Do cannibals have friends? I imagine some must… unless they have them over for dinner.
Just like the giant elliptical galaxy ESO 306-17, which you can see in this gorgeous Hubble picture:
ESO 306-17 sits about a billion light years from Earth. In this picture it looks like it’s surrounded by other galaxies, but that’s an illusion: all the other galaxies you see here are either much closer to us or much farther away. ESO 306-17 is actually a loner, sitting all by itself in space.[Update: Or almost all alone; Michael West, who led the team that took these images, tells me the little elliptical at the bottom left of ESO 306-17 may be interacting with it. It’s difficult to tell; but what is certain is that there are very few galaxies near the big one, far fewer than you’d expect.]

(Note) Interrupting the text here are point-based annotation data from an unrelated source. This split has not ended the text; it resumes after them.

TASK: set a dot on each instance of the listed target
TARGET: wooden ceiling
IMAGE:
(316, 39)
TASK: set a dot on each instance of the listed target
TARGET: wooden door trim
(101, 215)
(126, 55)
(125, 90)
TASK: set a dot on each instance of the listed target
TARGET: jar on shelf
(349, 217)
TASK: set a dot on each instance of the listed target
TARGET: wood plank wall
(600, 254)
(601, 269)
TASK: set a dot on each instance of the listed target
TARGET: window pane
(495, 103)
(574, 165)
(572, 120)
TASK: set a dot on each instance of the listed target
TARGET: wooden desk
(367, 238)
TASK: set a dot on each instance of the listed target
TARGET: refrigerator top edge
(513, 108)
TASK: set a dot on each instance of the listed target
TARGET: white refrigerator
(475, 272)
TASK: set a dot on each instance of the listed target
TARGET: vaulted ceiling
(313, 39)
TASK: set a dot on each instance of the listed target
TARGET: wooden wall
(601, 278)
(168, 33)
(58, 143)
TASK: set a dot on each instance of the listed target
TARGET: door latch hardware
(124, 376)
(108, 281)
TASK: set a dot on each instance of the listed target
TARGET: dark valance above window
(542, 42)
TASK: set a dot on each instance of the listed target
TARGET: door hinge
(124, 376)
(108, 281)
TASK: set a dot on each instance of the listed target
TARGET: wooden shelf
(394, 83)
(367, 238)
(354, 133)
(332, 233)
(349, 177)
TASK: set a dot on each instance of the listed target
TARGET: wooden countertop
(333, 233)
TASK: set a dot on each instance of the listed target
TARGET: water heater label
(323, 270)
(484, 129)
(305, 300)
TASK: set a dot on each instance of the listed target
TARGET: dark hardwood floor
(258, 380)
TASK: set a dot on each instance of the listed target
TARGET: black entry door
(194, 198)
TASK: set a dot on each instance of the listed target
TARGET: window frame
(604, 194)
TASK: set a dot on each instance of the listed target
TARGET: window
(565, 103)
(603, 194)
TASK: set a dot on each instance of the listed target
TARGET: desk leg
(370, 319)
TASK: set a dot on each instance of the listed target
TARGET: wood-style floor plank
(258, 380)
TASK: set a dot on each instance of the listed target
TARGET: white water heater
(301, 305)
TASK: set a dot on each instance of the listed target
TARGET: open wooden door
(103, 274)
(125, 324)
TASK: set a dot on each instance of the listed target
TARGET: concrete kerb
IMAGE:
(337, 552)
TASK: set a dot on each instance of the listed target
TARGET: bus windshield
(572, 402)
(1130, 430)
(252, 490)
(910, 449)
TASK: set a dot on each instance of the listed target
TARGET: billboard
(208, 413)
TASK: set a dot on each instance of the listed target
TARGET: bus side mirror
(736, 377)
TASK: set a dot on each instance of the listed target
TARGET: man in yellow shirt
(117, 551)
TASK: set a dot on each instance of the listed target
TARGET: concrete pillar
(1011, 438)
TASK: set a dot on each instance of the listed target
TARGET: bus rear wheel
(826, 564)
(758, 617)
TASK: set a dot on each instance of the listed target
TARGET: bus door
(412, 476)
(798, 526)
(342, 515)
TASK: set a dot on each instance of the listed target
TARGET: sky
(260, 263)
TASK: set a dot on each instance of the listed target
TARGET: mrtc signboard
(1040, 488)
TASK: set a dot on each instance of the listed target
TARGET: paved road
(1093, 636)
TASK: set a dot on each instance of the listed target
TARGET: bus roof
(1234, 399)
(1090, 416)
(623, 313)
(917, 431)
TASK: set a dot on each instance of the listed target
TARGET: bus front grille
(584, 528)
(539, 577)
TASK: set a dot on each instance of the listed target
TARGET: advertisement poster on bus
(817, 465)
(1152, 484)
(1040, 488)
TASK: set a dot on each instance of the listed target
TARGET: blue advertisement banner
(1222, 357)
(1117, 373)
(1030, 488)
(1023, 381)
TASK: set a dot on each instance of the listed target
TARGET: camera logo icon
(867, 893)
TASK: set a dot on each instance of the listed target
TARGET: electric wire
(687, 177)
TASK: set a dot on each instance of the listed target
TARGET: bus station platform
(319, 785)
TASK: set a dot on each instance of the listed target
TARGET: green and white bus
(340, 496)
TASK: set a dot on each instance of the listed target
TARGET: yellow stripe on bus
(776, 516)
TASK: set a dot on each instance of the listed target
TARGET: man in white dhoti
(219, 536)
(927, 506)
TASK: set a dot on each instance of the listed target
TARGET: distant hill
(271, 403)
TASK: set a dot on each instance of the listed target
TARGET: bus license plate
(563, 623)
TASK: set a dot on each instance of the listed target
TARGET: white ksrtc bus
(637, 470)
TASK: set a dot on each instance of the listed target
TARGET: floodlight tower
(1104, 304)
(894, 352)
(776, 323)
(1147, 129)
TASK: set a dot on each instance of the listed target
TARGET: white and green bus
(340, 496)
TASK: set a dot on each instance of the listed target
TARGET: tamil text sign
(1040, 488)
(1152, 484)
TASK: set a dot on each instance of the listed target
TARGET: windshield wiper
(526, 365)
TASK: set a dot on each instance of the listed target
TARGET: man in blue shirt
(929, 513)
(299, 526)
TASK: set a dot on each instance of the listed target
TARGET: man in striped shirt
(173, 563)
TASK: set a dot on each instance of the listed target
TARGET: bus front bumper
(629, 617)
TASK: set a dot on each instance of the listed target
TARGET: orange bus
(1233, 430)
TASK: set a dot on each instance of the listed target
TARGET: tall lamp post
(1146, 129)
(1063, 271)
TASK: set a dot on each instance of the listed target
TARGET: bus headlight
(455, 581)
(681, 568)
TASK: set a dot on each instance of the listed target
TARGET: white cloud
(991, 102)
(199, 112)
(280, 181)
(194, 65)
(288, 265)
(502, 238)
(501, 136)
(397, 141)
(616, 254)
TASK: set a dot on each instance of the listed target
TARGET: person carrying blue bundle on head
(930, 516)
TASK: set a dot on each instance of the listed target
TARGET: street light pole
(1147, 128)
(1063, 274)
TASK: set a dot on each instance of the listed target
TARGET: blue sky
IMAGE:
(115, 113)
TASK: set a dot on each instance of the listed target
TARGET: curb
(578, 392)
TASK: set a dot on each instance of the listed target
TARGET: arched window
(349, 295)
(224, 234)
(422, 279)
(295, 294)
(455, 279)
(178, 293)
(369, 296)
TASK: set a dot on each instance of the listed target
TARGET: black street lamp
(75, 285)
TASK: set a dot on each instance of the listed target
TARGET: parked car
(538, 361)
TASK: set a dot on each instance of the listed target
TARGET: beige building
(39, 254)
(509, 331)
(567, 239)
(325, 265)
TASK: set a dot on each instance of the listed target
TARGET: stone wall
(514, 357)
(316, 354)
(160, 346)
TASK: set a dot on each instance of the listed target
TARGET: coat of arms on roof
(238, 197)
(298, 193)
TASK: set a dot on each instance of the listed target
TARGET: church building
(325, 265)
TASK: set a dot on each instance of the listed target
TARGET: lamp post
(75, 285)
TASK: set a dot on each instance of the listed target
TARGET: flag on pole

How can a galaxy get this big and yet be sitting in a giant void? Easy. It ate all the neighbors. We know this is how galaxies grow in size, and is even why the Milky Way is a giant among galaxies. Like our galaxy, ESO 306-17 has a lot of globular clusters around it, just as you’d expect if it ate a bunch of other galaxies.
When I downloaded the bigger image, I noticed this weird galaxy on the left:
Wow. I’m guessing that long stretched-out junk is a small galaxy that got shredded, maybe after a close pass to that spiral. I thought for a moment the spiral might be active — that is, the black hole in its core was actively eating matter and ejecting long jets of gas and light — but the core itself is not bright, as you’d expect. Plus, the material is lumpy and irregular, more indicative of a cosmic collision in progress. It’s unrelated to the elliptical, but still very cool.
I really urge you to download the big image and take a nice, long look at it. There’s a lot to see, and it’s all really beautiful.